Volta por cima
Com apoio dos comitês de cidadania dos funcionários do BB, mulheres de comunidades carentes juntam-se para produzir bolsas a partir de malotes descartados pelo banco
Frustrada com o fim de seu casamento e a perda do emprego como professora, Mônica Moura da Silva Duarte, de 44 anos, viu no trabalho manual e nos projetos realizados na Associação Comitê do Ponto Chic, bairro carente de Nova Iguaçu, na região metropolitana do Rio de Janeiro, uma forma para recomeçar a vida. “Quando tive de parar de dar aulas, acabei me acomodando nas funções de mãe, esposa e dona de casa. Em 2004, veio a separação e vi que tinha de fazer alguma coisa da vida”, relata Mônica, participante da oficina Nós do Ponto Chic, que integra um dos grupos de produção do Comunidades em Rede (formado pelo Comitê Elos de Cidadania, dos funcionários do BB, e mais três entidades).

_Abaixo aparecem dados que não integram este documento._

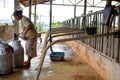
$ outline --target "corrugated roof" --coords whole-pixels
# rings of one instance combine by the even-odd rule
[[[43,4],[45,2],[48,2],[49,0],[32,0],[32,5],[36,4]],[[20,3],[24,6],[29,6],[29,0],[20,0]]]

Mônica e outras dez mulheres de Nova Iguaçu estão radiantes diante da possibilidade de levar as bolsas e os acessórios produzidos por elas, a partir dos malotes descartados pelo Banco do Brasil, ao Rio-à-Porter, salão de negócios que acontece no espaço do Fashion Rio, um dos maiores eventos de moda do país. O lançamento é fruto de uma das parcerias do Comitê Elos de Cidadania dos Funcionários do Banco do Brasil e Amigos com o Sebrae que, pelo quarto ano, terá um estande para expor e negociar produtos do Projeto Empreendedorismo Social do Rio de Janeiro. O objetivo do Rio-à-Porter, programado para janeiro de 2011, é oferecer a grupos de artesãos acesso ao mercado com possibilidades de vendas e captação de clientes, gerando renda, sustentabilidade e autonomia.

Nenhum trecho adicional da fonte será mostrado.